The constancy of the presence of soil has also implied that some of the other guidelines for nutrition advice are also solid and unchallengeable. For instance, the advice in RB209 is to maintain the level of plant available phosphate at Olsen P Index 2.  This seems inviolable and so it comes as a shock to discover that this information was derived largely from only two soil types.

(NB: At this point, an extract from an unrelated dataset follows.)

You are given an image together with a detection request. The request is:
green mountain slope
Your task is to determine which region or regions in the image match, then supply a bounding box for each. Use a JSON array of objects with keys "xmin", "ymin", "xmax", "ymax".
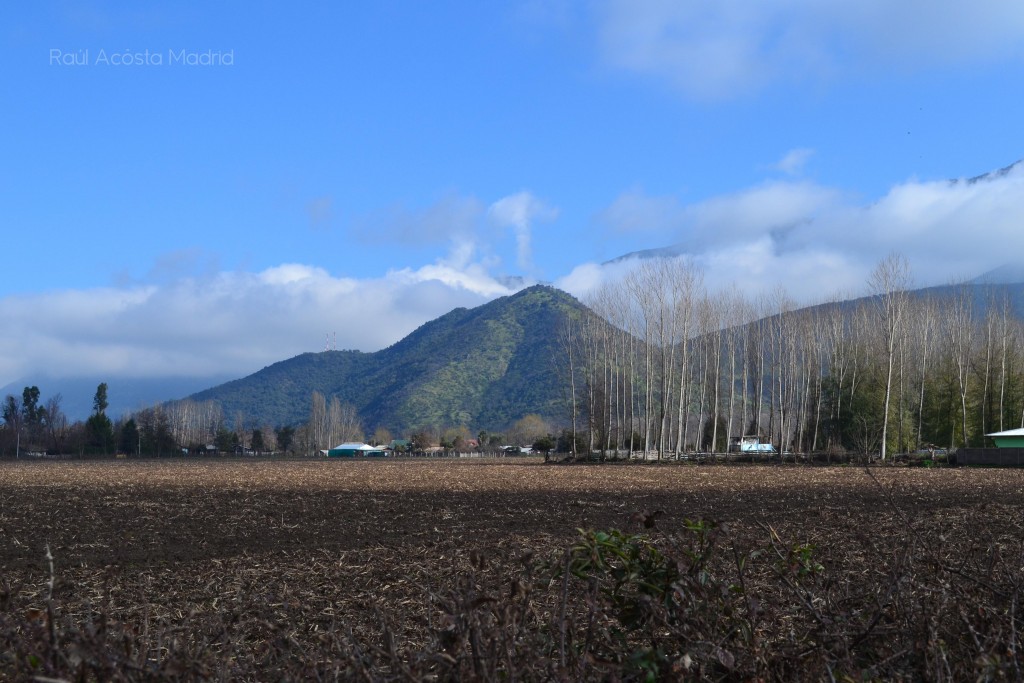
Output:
[{"xmin": 189, "ymin": 286, "xmax": 590, "ymax": 433}]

As a result there is an HGCA-funded project that is checking whether Index 2 is the correct soil index to maintain for cereals and oilseed rape over a range of soil types. The project has yet to be completed but the results so far generally suggest that this is correct. However, there have been higher yields on plots at Index 3 in trials on sites where poor soil structure may have inhibited the ability of the crops to scavenge for phosphate.

There is one soil type in the project that isn’t behaving like the others. It’s a Cotswold’s brash soil, where it hasn’t been possible to maintain the high soil indices that were created on the other soil types by using large initial doses of triple superphosphate fertiliser. Here, yields have been maintained by soil indices below 2 but there hasn’t been, so far, responses to the application of fresh phosphate at such low indices. This is probably due to the extremely high levels of calcium in the soil making the phosphate less available to plants as measured by the Olsen P technique used in the laboratories. So after some untangling of the results there may be some specific guidelines for calcareous soils in the next edition of RB209. 

The results of this project confirm that phosphate supply to the soil is not a straightforward process. Freshly applied phosphate remains available to plants for a few months but gradually much of it becomes, at least temporarily, locked up in ‘pools’ that have low availability to plants. However, in most UK well structured soils, at Index 2 the amount in the plant available ‘pools’ is sufficient for unrestricted crop growth even if fresh phosphate is not applied.

This is not the same the world over. In many, if not most Australian soils they have to apply some phosphate on an annual basis because that applied to previous crops is not sufficiently available.

This reminds me of some old correspondence I read when I was working in Australia last year. The letters were between a woman who had married and emigrated to farm in Western Australia in the 1920s and her mother in the UK.  It was really heart-breaking stuff about bringing up an increasing number of children whilst initially living in a tent and then in a very small house (hut).  Added to that was the pain of homesickness (no Skype in those days), the hardships resulting from what nature can throw at you in Australia and the land rights battles with neighbours. However, there was a happy ending of sorts. She came back for a prolonged visit to the UK in 1951 and her son wrote to her whilst she was here. He said that he had been to a local field day and a soil scientist had told him all about the benefits of annual applications of phosphate. This, according to his letter, would result in a golden future for the family. I think you have to be a true romantic to believe that!